Emphasize Training and Internal Oversight
A COA doesn’t make someone a capable drone pilot.
Your agency still needs a training plan, a way to evaluate pilots, and a process for deciding who can fly which missions.
A pilot who is comfortable flying a training grid at a park may not be ready to support a nighttime search, a structure fire, or a traffic crash near active roadways.
Also, internal oversight should be clear.
Someone needs to own the program, review procedures, track aircraft readiness, manage pilot currency, and make sure the agency is flying within the COA’s terms.
Reporting, Recordkeeping, and Operating Limits
After approval, the COA should be treated like a working document.
Program leaders should know what it allows, what it restricts, and what the agency has to report or document. This may include flight records, incident reporting, aircraft information, operating areas, pilot requirements, or other provisions included in the authorization.
Put simply, the agency must be able to prove it’s operating the way it said it would operate.
That matters during routine missions, but it matters even more when something goes wrong.
If there’s a crash, complaint, near miss, or public records request, clean documentation can help show that the program is being run with discipline.
FAA COA FAQ
Here are answers to some of the most commonly asked questions about COAs and the COA process.
Is an FAA COA the Same as a Part 107 Waiver?
No. An FAA COA and a Part 107 waiver are different tools.
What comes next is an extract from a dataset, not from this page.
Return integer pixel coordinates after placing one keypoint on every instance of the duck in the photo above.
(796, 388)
A COA is generally tied to a public operator and a specific unmanned aircraft activity. A Part 107 waiver allows a Part 107 operator to deviate from certain Part 107 rules when the FAA approves the safety case.
They may both involve FAA review, but they are not the same operating path.
Can a Private Company Get a COA?
Private companies usually operate under Part 107, not a public aircraft COA.
A private company may support a public agency as a contractor, but that doesn’t automatically make the company a public aircraft operator. If your organization is private, start with Part 107 and evaluate whether any waivers or airspace authorizations are needed for the specific work.
Do Public Agency Pilots Still Need To Be Part 107 Certified?
Not always, but many agencies still have pilots earn a Remote Pilot Certificate.
Even when an agency is operating under a COA, Part 107 training can help pilots understand airspace, weather, regulations, and safe operating practices. It can also give the agency more flexibility if some missions are flown under Part 107 instead of the COA.
How Long Does It Take to Get a COA?
The FAA says that, in most cases, it will provide a formal response within 60 days after a complete application is submitted.
The key word is complete. If the application is unclear, missing information, or based on a poorly defined operation, the process can take longer.
Can a COA Allow BVLOS?
A COA may support advanced operations, including BVLOS, only if the FAA approves those operations in the authorization.
Do not assume that a COA automatically allows beyond visual line of sight flight. BVLOS is a major operational and safety issue, and any authority to conduct it must come from the specific FAA approval and its stated conditions.